When in doubt, let David Bowie narrate your autobiography.
“It’s a strange world wherever you are.” So says Graham Greene as filtered through Momus, the pseudonym of Scottish pop musician Nicholas Currie. Born in 1960, Momus has been writing and making music for decades, yet he isn’t particularly well known except perhaps among fans of Vampire Weekend.
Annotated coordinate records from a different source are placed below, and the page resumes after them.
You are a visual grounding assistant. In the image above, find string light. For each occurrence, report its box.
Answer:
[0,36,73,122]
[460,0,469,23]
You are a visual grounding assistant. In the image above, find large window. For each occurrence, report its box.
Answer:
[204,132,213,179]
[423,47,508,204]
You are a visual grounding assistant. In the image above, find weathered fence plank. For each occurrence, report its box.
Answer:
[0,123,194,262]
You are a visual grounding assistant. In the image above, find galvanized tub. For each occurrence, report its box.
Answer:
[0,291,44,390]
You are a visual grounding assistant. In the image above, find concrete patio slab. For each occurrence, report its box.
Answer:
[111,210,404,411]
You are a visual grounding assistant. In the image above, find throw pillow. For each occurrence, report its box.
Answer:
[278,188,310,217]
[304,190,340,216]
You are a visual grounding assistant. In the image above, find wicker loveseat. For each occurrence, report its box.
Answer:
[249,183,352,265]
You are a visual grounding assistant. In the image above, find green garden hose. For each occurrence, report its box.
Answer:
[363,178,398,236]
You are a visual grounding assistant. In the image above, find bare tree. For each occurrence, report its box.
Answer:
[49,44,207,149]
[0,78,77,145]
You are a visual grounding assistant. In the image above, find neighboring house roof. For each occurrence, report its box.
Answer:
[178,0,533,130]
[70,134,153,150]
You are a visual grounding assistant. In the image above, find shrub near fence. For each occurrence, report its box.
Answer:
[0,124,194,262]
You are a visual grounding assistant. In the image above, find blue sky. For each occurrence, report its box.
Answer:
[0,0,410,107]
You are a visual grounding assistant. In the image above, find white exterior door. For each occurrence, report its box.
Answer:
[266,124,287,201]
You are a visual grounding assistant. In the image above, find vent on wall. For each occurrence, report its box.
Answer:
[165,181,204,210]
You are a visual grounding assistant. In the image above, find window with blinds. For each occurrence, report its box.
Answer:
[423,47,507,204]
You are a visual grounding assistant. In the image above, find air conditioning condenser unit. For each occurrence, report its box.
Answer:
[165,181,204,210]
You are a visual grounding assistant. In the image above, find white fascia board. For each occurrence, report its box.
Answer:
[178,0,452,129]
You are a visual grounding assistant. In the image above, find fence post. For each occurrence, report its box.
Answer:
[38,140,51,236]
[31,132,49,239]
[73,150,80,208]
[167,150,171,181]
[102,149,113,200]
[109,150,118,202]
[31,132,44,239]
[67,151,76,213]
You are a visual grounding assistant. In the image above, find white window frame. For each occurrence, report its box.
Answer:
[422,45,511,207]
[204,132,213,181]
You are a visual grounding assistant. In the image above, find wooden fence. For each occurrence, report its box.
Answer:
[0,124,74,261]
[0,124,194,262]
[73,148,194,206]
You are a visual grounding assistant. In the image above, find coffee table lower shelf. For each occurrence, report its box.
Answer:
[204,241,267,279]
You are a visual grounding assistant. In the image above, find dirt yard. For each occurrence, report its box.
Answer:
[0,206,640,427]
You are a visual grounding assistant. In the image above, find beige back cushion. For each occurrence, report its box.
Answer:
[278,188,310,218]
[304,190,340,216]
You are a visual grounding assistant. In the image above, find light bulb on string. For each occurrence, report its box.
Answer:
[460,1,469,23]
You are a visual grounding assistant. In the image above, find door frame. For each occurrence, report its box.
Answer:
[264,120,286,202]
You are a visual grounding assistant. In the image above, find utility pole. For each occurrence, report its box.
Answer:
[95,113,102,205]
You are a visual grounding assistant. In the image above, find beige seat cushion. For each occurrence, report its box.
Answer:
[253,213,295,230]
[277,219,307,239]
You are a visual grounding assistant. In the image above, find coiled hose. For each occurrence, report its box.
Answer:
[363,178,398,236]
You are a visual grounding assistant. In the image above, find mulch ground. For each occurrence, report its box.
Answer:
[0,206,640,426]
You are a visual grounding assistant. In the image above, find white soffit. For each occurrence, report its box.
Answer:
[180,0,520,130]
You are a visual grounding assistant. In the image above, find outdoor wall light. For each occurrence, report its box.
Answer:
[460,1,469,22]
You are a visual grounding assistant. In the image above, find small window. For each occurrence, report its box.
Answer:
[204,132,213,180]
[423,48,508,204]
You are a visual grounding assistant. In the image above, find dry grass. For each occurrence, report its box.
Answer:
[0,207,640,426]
It’s fitting, therefore, that he put writers and musicians better known than he to work in telling his life story. “Dead writers are unemployed,” he writes at the beginning. “It’s a shame, because they could be put to better use than rotting and being forgotten.” Benjamin Spock, the guiding light of the parents of boomers everywhere, turns up early to assure readers that because “children given autonomy will tend to become adult of their own accord,” his mother did just right to allow N—so he’s addressed throughout, akin to a certain literary K—to push the books in the bookshelves around as he crawled. Sigmund Freud shows up to validate an early expression of carnal interest while hard-boiled detective novelist Mickey Spillane is on hand to deliver a few nicely cynical lines about the nature of life. Some of the “pastiches” are less effective than others. For example, a longish contribution attributed to Ernest Hemingway doesn’t sound in the least bit Hemingway-esque as it recounts what it was like to be in New York on 9/11. Some are overstuffed, as when Karl Kraus, the Viennese satirist, delivers a soliloquy that draws in the biologist Ernst Haeckel, DSL technology, the iPhone, Arthur Schopenhauer, and Lord Haw-Haw, among others. Still, the appearance by David Bowie, N’s “lodestar, the single most decisive influence on his life,” is lovely, and it will make those who share the author’s love for him miss Bowie all the more as “life goes on in its innocent, incorrigible way.”
Altogether a grand entertainment, effortlessly blending pop culture and high culture.